Diego de Torres Villarroel - Works

Works

Villarroel had a poor opinion of his own knowledge of mathematics and science, a result of the low quality of education available in the Spain of his era. As he wrote: "I knew well my ignorance and blindness as I went groping down the alleyways of my profession. But I also knew that I was in the land of the blind, for Spain lay in the grip of a darkness so fearsome that in no school, college or university in any one of its cities was there an individual capable of lighting a lamp whereby one might seek out the elements of these sciences. In the country of the blind the one-eyed man is king" (quoted by Atkinson, page 24).

Today Villarroel is more famous as a writer.

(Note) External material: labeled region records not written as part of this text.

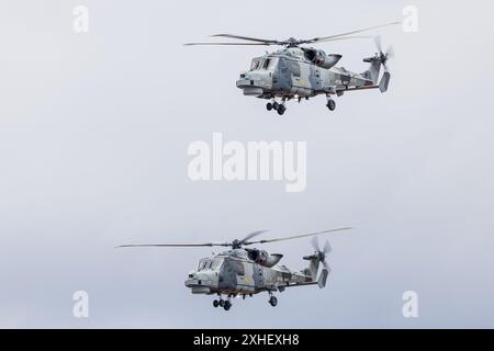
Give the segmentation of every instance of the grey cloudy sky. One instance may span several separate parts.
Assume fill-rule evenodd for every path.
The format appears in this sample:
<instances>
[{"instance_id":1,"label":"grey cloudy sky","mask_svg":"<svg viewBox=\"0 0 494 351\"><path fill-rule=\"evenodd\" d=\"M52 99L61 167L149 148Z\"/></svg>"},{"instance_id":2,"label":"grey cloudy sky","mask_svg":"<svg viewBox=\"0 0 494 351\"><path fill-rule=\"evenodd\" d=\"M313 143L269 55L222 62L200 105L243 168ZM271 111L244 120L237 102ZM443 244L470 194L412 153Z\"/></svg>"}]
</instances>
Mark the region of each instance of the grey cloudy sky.
<instances>
[{"instance_id":1,"label":"grey cloudy sky","mask_svg":"<svg viewBox=\"0 0 494 351\"><path fill-rule=\"evenodd\" d=\"M259 47L183 47L232 32L330 35L401 18L390 91L323 97L279 118L235 80ZM72 9L90 32L72 31ZM492 12L486 1L2 1L1 327L493 327ZM324 44L362 71L371 41ZM191 141L306 140L307 189L192 182ZM352 225L325 290L225 313L183 285L195 250L114 250ZM303 268L310 240L266 246ZM72 316L72 293L90 318ZM419 318L402 316L402 294Z\"/></svg>"}]
</instances>

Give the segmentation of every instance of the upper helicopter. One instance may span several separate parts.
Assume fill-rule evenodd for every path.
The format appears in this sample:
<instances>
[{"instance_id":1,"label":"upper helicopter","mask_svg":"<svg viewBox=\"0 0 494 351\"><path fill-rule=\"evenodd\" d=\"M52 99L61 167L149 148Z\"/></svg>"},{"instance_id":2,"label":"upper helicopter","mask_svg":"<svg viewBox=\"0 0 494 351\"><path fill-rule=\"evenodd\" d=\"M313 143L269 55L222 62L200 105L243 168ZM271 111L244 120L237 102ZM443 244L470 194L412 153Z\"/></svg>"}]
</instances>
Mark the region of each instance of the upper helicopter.
<instances>
[{"instance_id":1,"label":"upper helicopter","mask_svg":"<svg viewBox=\"0 0 494 351\"><path fill-rule=\"evenodd\" d=\"M233 297L252 296L261 292L269 294L269 304L277 306L278 299L274 292L283 292L291 286L305 286L317 284L321 288L326 285L327 276L330 272L326 263L326 257L330 252L329 242L326 241L323 249L319 248L316 236L347 230L349 227L330 230L293 235L289 237L251 240L254 237L266 233L258 230L247 235L243 239L235 239L231 242L204 242L204 244L138 244L122 245L117 248L128 247L231 247L229 250L203 258L199 261L198 268L190 271L186 280L186 286L190 287L192 294L217 295L218 299L213 301L214 307L223 307L228 310L232 307ZM291 271L283 264L279 264L283 254L271 253L256 248L245 248L254 244L267 244L313 237L314 253L305 256L308 267L301 271ZM323 264L321 274L317 275L319 263ZM222 298L226 295L226 299Z\"/></svg>"},{"instance_id":2,"label":"upper helicopter","mask_svg":"<svg viewBox=\"0 0 494 351\"><path fill-rule=\"evenodd\" d=\"M277 41L234 34L215 34L212 36L235 38L243 42L187 43L183 45L283 46L282 49L266 53L263 56L254 58L251 60L250 69L240 73L240 77L236 82L237 87L244 91L245 95L270 100L270 102L266 104L267 110L274 110L279 115L283 115L287 111L287 101L294 99L301 102L302 99L308 100L310 98L319 94L325 94L327 97L326 106L330 111L334 111L336 109L336 103L335 100L332 99L332 95L341 97L345 91L363 89L379 88L381 92L388 90L391 75L388 70L386 61L393 56L392 48L390 47L384 53L381 48L380 37L374 37L378 53L374 56L363 59L364 63L370 64L370 67L366 71L358 73L349 71L344 67L336 67L336 64L341 59L341 55L327 55L322 49L302 45L371 37L352 36L352 34L398 23L400 22L392 22L336 35L314 37L311 39L295 39L291 37L285 41ZM384 73L381 79L379 79L381 66L384 67Z\"/></svg>"}]
</instances>

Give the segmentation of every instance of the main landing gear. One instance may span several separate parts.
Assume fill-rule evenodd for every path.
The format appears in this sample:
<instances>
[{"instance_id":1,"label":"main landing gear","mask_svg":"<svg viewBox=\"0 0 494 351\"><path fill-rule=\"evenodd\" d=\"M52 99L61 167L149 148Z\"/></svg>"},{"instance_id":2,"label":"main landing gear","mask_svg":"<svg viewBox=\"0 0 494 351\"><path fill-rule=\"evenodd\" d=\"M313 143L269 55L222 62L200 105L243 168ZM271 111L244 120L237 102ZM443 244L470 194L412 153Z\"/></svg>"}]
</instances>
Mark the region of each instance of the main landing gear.
<instances>
[{"instance_id":1,"label":"main landing gear","mask_svg":"<svg viewBox=\"0 0 494 351\"><path fill-rule=\"evenodd\" d=\"M232 303L229 302L229 297L228 299L222 299L222 297L220 296L218 299L213 301L213 306L214 307L223 307L223 309L228 310L229 308L232 308Z\"/></svg>"},{"instance_id":2,"label":"main landing gear","mask_svg":"<svg viewBox=\"0 0 494 351\"><path fill-rule=\"evenodd\" d=\"M336 109L335 100L327 98L326 106L329 109L329 111L335 111L335 109Z\"/></svg>"},{"instance_id":3,"label":"main landing gear","mask_svg":"<svg viewBox=\"0 0 494 351\"><path fill-rule=\"evenodd\" d=\"M284 106L284 100L281 103L279 103L277 101L268 102L266 104L266 109L268 111L271 111L271 110L277 111L280 116L282 116L284 114L284 112L287 111L287 107Z\"/></svg>"},{"instance_id":4,"label":"main landing gear","mask_svg":"<svg viewBox=\"0 0 494 351\"><path fill-rule=\"evenodd\" d=\"M278 298L274 295L272 295L271 292L269 292L269 299L268 299L268 302L269 302L269 304L272 307L276 307L278 305Z\"/></svg>"}]
</instances>

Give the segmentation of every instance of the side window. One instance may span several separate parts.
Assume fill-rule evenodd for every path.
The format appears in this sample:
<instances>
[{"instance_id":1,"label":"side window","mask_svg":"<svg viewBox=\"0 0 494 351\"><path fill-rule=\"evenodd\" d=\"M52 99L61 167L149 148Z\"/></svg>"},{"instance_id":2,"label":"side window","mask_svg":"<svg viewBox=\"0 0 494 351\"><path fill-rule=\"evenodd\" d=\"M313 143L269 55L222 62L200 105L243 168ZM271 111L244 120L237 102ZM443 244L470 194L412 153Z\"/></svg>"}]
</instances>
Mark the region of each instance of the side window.
<instances>
[{"instance_id":1,"label":"side window","mask_svg":"<svg viewBox=\"0 0 494 351\"><path fill-rule=\"evenodd\" d=\"M236 264L237 264L237 274L245 275L244 263L242 263L240 261L237 261Z\"/></svg>"},{"instance_id":2,"label":"side window","mask_svg":"<svg viewBox=\"0 0 494 351\"><path fill-rule=\"evenodd\" d=\"M300 65L295 61L290 63L290 70L292 71L292 75L295 77L300 77Z\"/></svg>"}]
</instances>

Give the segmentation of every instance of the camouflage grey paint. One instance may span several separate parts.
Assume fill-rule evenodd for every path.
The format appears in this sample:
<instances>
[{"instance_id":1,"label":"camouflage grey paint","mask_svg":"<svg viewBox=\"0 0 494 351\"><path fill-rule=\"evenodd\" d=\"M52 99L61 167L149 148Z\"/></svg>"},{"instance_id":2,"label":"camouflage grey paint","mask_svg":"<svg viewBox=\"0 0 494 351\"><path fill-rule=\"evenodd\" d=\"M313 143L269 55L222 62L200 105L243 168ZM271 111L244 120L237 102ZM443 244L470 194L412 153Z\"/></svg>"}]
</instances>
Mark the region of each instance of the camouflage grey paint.
<instances>
[{"instance_id":1,"label":"camouflage grey paint","mask_svg":"<svg viewBox=\"0 0 494 351\"><path fill-rule=\"evenodd\" d=\"M261 99L282 98L288 100L308 99L318 94L340 95L348 90L378 88L381 69L379 57L366 58L364 61L370 63L370 67L362 73L349 71L344 67L324 68L308 60L304 49L300 47L288 47L269 53L263 57L255 58L252 63L265 63L266 60L276 60L276 65L263 68L260 64L260 67L240 75L236 84L243 89L244 94ZM386 88L388 83L389 75Z\"/></svg>"},{"instance_id":2,"label":"camouflage grey paint","mask_svg":"<svg viewBox=\"0 0 494 351\"><path fill-rule=\"evenodd\" d=\"M319 260L316 257L302 271L291 271L282 264L266 267L265 262L251 260L244 249L233 249L203 260L218 260L221 264L198 268L189 273L186 286L193 294L250 295L317 284Z\"/></svg>"}]
</instances>

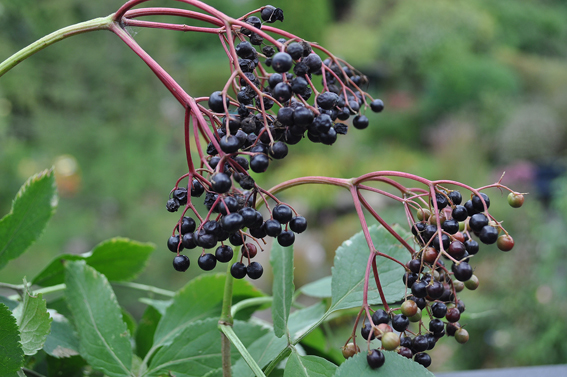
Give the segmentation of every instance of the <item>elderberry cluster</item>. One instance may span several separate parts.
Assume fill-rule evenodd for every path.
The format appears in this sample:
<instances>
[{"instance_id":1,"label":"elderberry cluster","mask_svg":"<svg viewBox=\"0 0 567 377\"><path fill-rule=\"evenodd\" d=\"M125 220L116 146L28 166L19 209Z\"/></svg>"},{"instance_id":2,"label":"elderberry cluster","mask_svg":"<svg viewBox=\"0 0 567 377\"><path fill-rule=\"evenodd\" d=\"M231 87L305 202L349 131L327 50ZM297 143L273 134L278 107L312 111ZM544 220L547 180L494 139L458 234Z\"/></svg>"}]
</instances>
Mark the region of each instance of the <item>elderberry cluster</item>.
<instances>
[{"instance_id":1,"label":"elderberry cluster","mask_svg":"<svg viewBox=\"0 0 567 377\"><path fill-rule=\"evenodd\" d=\"M322 61L310 43L282 38L276 44L266 44L254 30L260 30L263 22L283 21L283 11L266 6L260 13L261 19L248 16L244 20L248 28L234 30L239 42L229 48L234 72L229 84L236 99L216 91L207 99L208 109L200 107L201 115L210 122L195 125L201 127L207 142L204 153L200 153L201 167L195 171L190 167L189 174L182 177L189 177L187 187L176 184L166 204L170 212L186 206L167 242L169 250L177 253L173 266L178 271L186 271L190 264L189 258L180 254L183 249L202 249L198 264L208 271L217 261L231 261L232 246L241 246L240 261L232 265L232 275L259 278L263 268L251 259L262 250L263 238L273 237L280 245L290 246L307 222L259 187L249 172L263 173L272 160L287 156L288 145L305 136L312 142L331 145L337 135L347 133L348 125L343 122L351 116L354 127L368 126L361 108L370 106L375 112L384 108L381 100L373 100L359 89L367 81L365 76L334 57ZM267 72L267 67L275 72ZM320 92L312 84L314 75L323 76ZM314 104L310 105L307 101L314 93ZM204 219L191 204L192 198L203 194L208 210ZM261 199L269 210L266 196L277 202L269 219L256 209ZM186 216L189 209L196 219ZM211 249L216 249L214 254L207 252Z\"/></svg>"},{"instance_id":2,"label":"elderberry cluster","mask_svg":"<svg viewBox=\"0 0 567 377\"><path fill-rule=\"evenodd\" d=\"M433 200L437 211L432 209ZM489 215L490 198L486 194L473 194L464 205L461 205L462 200L459 191L439 189L431 206L418 210L419 221L413 224L412 233L420 249L406 264L407 272L402 278L411 294L406 295L400 308L374 311L371 321L364 321L360 329L367 341L377 338L381 340L381 349L395 350L424 367L431 365L426 351L433 349L443 336L453 336L458 343L469 339L467 330L459 324L465 304L457 293L479 286L468 263L480 248L473 235L483 244L496 243L503 251L514 246L512 237ZM520 207L523 201L521 194L508 196L512 207ZM499 235L501 232L503 234ZM444 260L452 263L450 270ZM428 314L428 323L422 319L423 311ZM410 330L412 322L418 324L417 331ZM381 349L369 351L367 361L371 368L384 364ZM345 357L356 352L359 349L354 343L343 347Z\"/></svg>"}]
</instances>

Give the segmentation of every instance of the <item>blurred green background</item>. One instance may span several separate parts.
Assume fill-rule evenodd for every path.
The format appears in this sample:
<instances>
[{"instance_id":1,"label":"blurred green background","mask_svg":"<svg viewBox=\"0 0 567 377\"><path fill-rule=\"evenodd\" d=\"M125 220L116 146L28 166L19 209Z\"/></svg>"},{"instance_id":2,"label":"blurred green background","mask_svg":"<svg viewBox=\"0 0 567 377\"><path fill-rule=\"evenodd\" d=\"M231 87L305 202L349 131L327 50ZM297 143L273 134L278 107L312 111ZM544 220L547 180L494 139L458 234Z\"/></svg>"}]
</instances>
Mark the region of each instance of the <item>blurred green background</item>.
<instances>
[{"instance_id":1,"label":"blurred green background","mask_svg":"<svg viewBox=\"0 0 567 377\"><path fill-rule=\"evenodd\" d=\"M237 17L265 5L216 0ZM171 1L152 6L173 6ZM382 114L332 147L302 142L258 177L269 187L302 175L353 177L402 170L471 186L498 180L529 192L522 209L488 194L516 241L475 258L480 288L465 292L471 340L444 339L434 371L567 362L567 3L563 0L286 0L277 24L317 41L370 78ZM105 16L117 0L0 1L0 59L72 23ZM194 96L220 90L228 64L218 38L131 30ZM70 38L0 79L0 214L28 176L56 165L61 200L41 240L0 272L20 283L63 252L82 253L125 236L157 245L138 281L177 289L165 243L177 214L165 210L184 173L183 111L111 33ZM316 187L281 197L309 220L296 242L296 286L330 274L333 252L358 231L347 193ZM390 222L403 210L371 198ZM493 208L493 209L492 209ZM263 255L263 260L267 256ZM267 264L267 263L266 263ZM222 268L217 268L221 271ZM270 290L269 277L261 288ZM120 292L119 292L120 294ZM141 306L123 295L135 316ZM128 301L130 300L130 301ZM333 347L351 319L327 329ZM462 322L462 321L461 321Z\"/></svg>"}]
</instances>

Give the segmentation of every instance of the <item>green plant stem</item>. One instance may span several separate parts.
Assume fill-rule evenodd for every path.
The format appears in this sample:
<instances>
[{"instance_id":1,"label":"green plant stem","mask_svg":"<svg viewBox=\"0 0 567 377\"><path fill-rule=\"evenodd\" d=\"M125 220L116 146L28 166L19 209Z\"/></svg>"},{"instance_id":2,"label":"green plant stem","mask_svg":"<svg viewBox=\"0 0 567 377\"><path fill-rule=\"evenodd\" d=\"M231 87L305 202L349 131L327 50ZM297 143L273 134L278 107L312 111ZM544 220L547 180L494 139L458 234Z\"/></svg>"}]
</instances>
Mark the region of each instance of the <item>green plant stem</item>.
<instances>
[{"instance_id":1,"label":"green plant stem","mask_svg":"<svg viewBox=\"0 0 567 377\"><path fill-rule=\"evenodd\" d=\"M99 17L89 21L80 22L75 25L67 26L51 34L46 35L43 38L38 39L32 44L24 47L20 51L16 52L14 55L10 56L8 59L0 63L0 77L8 72L10 69L14 68L16 65L22 61L29 58L36 52L43 50L47 46L52 45L55 42L59 42L65 38L71 37L73 35L86 33L95 30L107 30L112 24L112 16Z\"/></svg>"},{"instance_id":2,"label":"green plant stem","mask_svg":"<svg viewBox=\"0 0 567 377\"><path fill-rule=\"evenodd\" d=\"M257 305L271 303L273 300L274 300L274 298L271 297L271 296L270 297L254 297L254 298L249 298L247 300L242 300L239 303L234 304L230 314L231 314L232 317L234 317L236 315L236 313L238 313L242 309L249 308L251 306L257 306Z\"/></svg>"},{"instance_id":3,"label":"green plant stem","mask_svg":"<svg viewBox=\"0 0 567 377\"><path fill-rule=\"evenodd\" d=\"M225 335L232 342L232 344L234 344L234 346L236 347L238 352L240 352L240 354L242 355L242 358L244 359L244 361L246 361L246 363L248 364L250 369L252 369L252 371L254 372L256 377L266 377L264 372L262 372L262 369L260 368L260 366L258 366L258 364L256 364L256 361L254 361L254 358L252 357L252 355L250 355L250 353L248 352L248 350L246 349L244 344L242 344L242 342L240 341L240 339L238 338L238 336L236 335L236 333L232 329L232 326L219 325L219 329L220 329L220 331L222 331L223 335ZM229 349L230 349L230 347L229 347ZM230 363L230 357L229 357L229 363ZM224 373L224 363L223 363L223 373ZM223 376L224 376L224 374L223 374Z\"/></svg>"}]
</instances>

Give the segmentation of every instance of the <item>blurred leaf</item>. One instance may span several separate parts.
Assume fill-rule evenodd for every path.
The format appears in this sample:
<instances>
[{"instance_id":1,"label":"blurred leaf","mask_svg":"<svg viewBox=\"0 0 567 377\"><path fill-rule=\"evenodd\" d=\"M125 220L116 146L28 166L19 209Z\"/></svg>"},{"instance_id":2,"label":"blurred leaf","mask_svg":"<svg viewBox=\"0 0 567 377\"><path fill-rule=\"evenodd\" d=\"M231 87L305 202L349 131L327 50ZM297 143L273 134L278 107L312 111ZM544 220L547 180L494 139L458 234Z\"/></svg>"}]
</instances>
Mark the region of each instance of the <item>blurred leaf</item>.
<instances>
[{"instance_id":1,"label":"blurred leaf","mask_svg":"<svg viewBox=\"0 0 567 377\"><path fill-rule=\"evenodd\" d=\"M0 269L41 236L56 206L53 170L45 170L26 181L12 202L11 212L0 220Z\"/></svg>"},{"instance_id":2,"label":"blurred leaf","mask_svg":"<svg viewBox=\"0 0 567 377\"><path fill-rule=\"evenodd\" d=\"M154 333L162 314L153 306L148 306L138 323L136 330L136 354L146 357L154 343Z\"/></svg>"},{"instance_id":3,"label":"blurred leaf","mask_svg":"<svg viewBox=\"0 0 567 377\"><path fill-rule=\"evenodd\" d=\"M386 357L386 361L380 369L370 368L366 361L366 352L359 352L337 368L335 377L375 377L376 375L384 377L434 377L433 373L407 357L400 356L392 351L382 352Z\"/></svg>"},{"instance_id":4,"label":"blurred leaf","mask_svg":"<svg viewBox=\"0 0 567 377\"><path fill-rule=\"evenodd\" d=\"M50 286L63 283L63 260L85 260L89 266L111 281L134 279L146 266L155 246L127 238L112 238L98 244L88 256L63 254L57 256L32 281Z\"/></svg>"},{"instance_id":5,"label":"blurred leaf","mask_svg":"<svg viewBox=\"0 0 567 377\"><path fill-rule=\"evenodd\" d=\"M170 344L192 322L218 317L226 275L201 275L175 293L154 335L154 347ZM233 296L259 297L263 294L245 280L234 280Z\"/></svg>"},{"instance_id":6,"label":"blurred leaf","mask_svg":"<svg viewBox=\"0 0 567 377\"><path fill-rule=\"evenodd\" d=\"M287 332L287 320L291 309L293 285L293 247L282 247L277 242L272 244L270 264L274 273L272 320L274 333L282 337Z\"/></svg>"},{"instance_id":7,"label":"blurred leaf","mask_svg":"<svg viewBox=\"0 0 567 377\"><path fill-rule=\"evenodd\" d=\"M8 307L0 303L0 376L10 376L24 365L24 351L16 318Z\"/></svg>"},{"instance_id":8,"label":"blurred leaf","mask_svg":"<svg viewBox=\"0 0 567 377\"><path fill-rule=\"evenodd\" d=\"M27 286L25 279L24 285ZM42 294L32 296L26 288L24 301L14 310L14 317L17 319L24 353L35 355L43 348L52 321Z\"/></svg>"},{"instance_id":9,"label":"blurred leaf","mask_svg":"<svg viewBox=\"0 0 567 377\"><path fill-rule=\"evenodd\" d=\"M47 335L43 350L56 358L67 358L79 354L79 337L63 315L50 311L53 322L51 332Z\"/></svg>"},{"instance_id":10,"label":"blurred leaf","mask_svg":"<svg viewBox=\"0 0 567 377\"><path fill-rule=\"evenodd\" d=\"M301 287L301 293L310 297L326 298L331 297L332 276L325 276Z\"/></svg>"},{"instance_id":11,"label":"blurred leaf","mask_svg":"<svg viewBox=\"0 0 567 377\"><path fill-rule=\"evenodd\" d=\"M132 348L108 280L85 261L65 263L65 295L77 326L81 356L110 377L130 374Z\"/></svg>"},{"instance_id":12,"label":"blurred leaf","mask_svg":"<svg viewBox=\"0 0 567 377\"><path fill-rule=\"evenodd\" d=\"M122 312L122 320L126 324L126 327L128 328L128 332L130 333L131 336L134 336L134 334L136 333L136 320L134 319L132 314L126 311L126 309L121 307L120 311Z\"/></svg>"},{"instance_id":13,"label":"blurred leaf","mask_svg":"<svg viewBox=\"0 0 567 377\"><path fill-rule=\"evenodd\" d=\"M384 227L374 225L368 230L374 247L378 251L400 261L408 259L407 249ZM394 226L394 230L404 238L409 235L400 226ZM335 265L332 268L333 301L329 312L360 306L369 256L370 251L362 231L339 246L335 255ZM376 265L386 300L389 303L401 300L405 294L405 285L402 282L404 268L398 263L381 257L377 257ZM372 275L370 275L370 279L374 280ZM369 284L368 303L371 305L381 303L374 283Z\"/></svg>"},{"instance_id":14,"label":"blurred leaf","mask_svg":"<svg viewBox=\"0 0 567 377\"><path fill-rule=\"evenodd\" d=\"M336 369L335 364L321 357L299 356L292 352L285 365L284 377L332 377Z\"/></svg>"},{"instance_id":15,"label":"blurred leaf","mask_svg":"<svg viewBox=\"0 0 567 377\"><path fill-rule=\"evenodd\" d=\"M83 367L86 363L80 356L60 359L47 356L46 361L49 376L83 377L85 375Z\"/></svg>"}]
</instances>

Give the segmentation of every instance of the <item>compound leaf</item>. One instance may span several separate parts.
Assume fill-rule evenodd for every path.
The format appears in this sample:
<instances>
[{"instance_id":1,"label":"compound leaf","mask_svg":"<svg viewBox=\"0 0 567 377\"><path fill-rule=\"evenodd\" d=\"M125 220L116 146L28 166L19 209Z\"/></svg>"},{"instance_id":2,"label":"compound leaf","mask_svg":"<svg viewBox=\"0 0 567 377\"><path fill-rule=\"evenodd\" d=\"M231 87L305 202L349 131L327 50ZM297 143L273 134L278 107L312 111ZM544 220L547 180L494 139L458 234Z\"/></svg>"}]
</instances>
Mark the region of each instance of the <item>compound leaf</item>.
<instances>
[{"instance_id":1,"label":"compound leaf","mask_svg":"<svg viewBox=\"0 0 567 377\"><path fill-rule=\"evenodd\" d=\"M27 287L25 279L24 286ZM24 353L35 355L43 348L45 339L51 330L52 321L41 293L32 296L26 288L24 301L14 310L14 316L20 330L20 341Z\"/></svg>"},{"instance_id":2,"label":"compound leaf","mask_svg":"<svg viewBox=\"0 0 567 377\"><path fill-rule=\"evenodd\" d=\"M23 254L43 233L57 207L53 170L30 177L0 220L0 269Z\"/></svg>"},{"instance_id":3,"label":"compound leaf","mask_svg":"<svg viewBox=\"0 0 567 377\"><path fill-rule=\"evenodd\" d=\"M282 337L287 332L287 321L291 309L293 285L293 247L282 247L273 243L270 252L270 264L274 273L272 320L274 333Z\"/></svg>"},{"instance_id":4,"label":"compound leaf","mask_svg":"<svg viewBox=\"0 0 567 377\"><path fill-rule=\"evenodd\" d=\"M318 356L300 356L292 352L285 365L284 377L332 377L337 366Z\"/></svg>"},{"instance_id":5,"label":"compound leaf","mask_svg":"<svg viewBox=\"0 0 567 377\"><path fill-rule=\"evenodd\" d=\"M0 376L15 375L24 365L24 351L16 318L0 303Z\"/></svg>"},{"instance_id":6,"label":"compound leaf","mask_svg":"<svg viewBox=\"0 0 567 377\"><path fill-rule=\"evenodd\" d=\"M110 377L132 375L130 336L106 277L85 261L67 261L65 284L81 356Z\"/></svg>"},{"instance_id":7,"label":"compound leaf","mask_svg":"<svg viewBox=\"0 0 567 377\"><path fill-rule=\"evenodd\" d=\"M368 230L378 251L400 261L408 259L408 251L384 227L374 225ZM394 230L402 237L408 237L403 228L394 226ZM364 275L369 256L370 250L362 231L339 246L332 268L331 311L355 308L362 304ZM383 257L377 257L376 264L386 301L391 303L401 300L405 294L405 285L402 282L404 268ZM381 300L372 274L370 279L368 303L379 304Z\"/></svg>"}]
</instances>

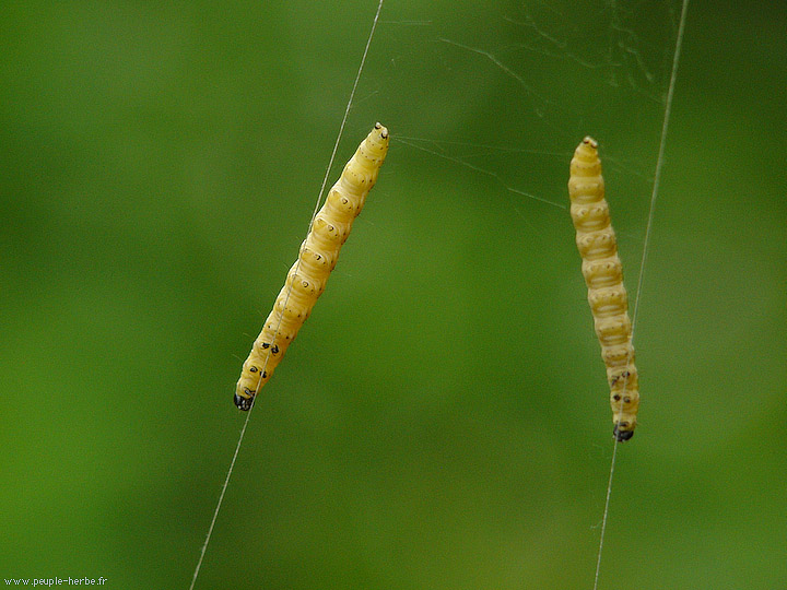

In twenty years he received more than 2,000 ducados per year. He was a prolific and popular author on numerous subjects with a style modelled on that of Quevedo whose Sueños (satirical visions of Hell) he imitated in his Sueños morales, visiones y visitas de Torres con D. Francisco de Quevedo por Madrid(1727–1751).

He wrote Los desdichados del mundo y la gloria (1737), He also wrote poems and plays, but his most important work is his picaresque account of his own life entitled Vida, ascendencia, nacimiento, crianza y aventuras del doctor don Diego de Torres Villarroel, (1743, with further additions later), divided into six chapters, each dealing with a decade of his life.

He also wrote scientific works such as Anatomía de lo visible e invisible de ambas esferas (1738) and works about the lives of saints (e.g. Vida de Sor Gregoria de Santa Teresa) and poets (Vida de Gabriel Álvarez de Toledo).

Villarroel was a favourite author of the young Jorge Luis Borges.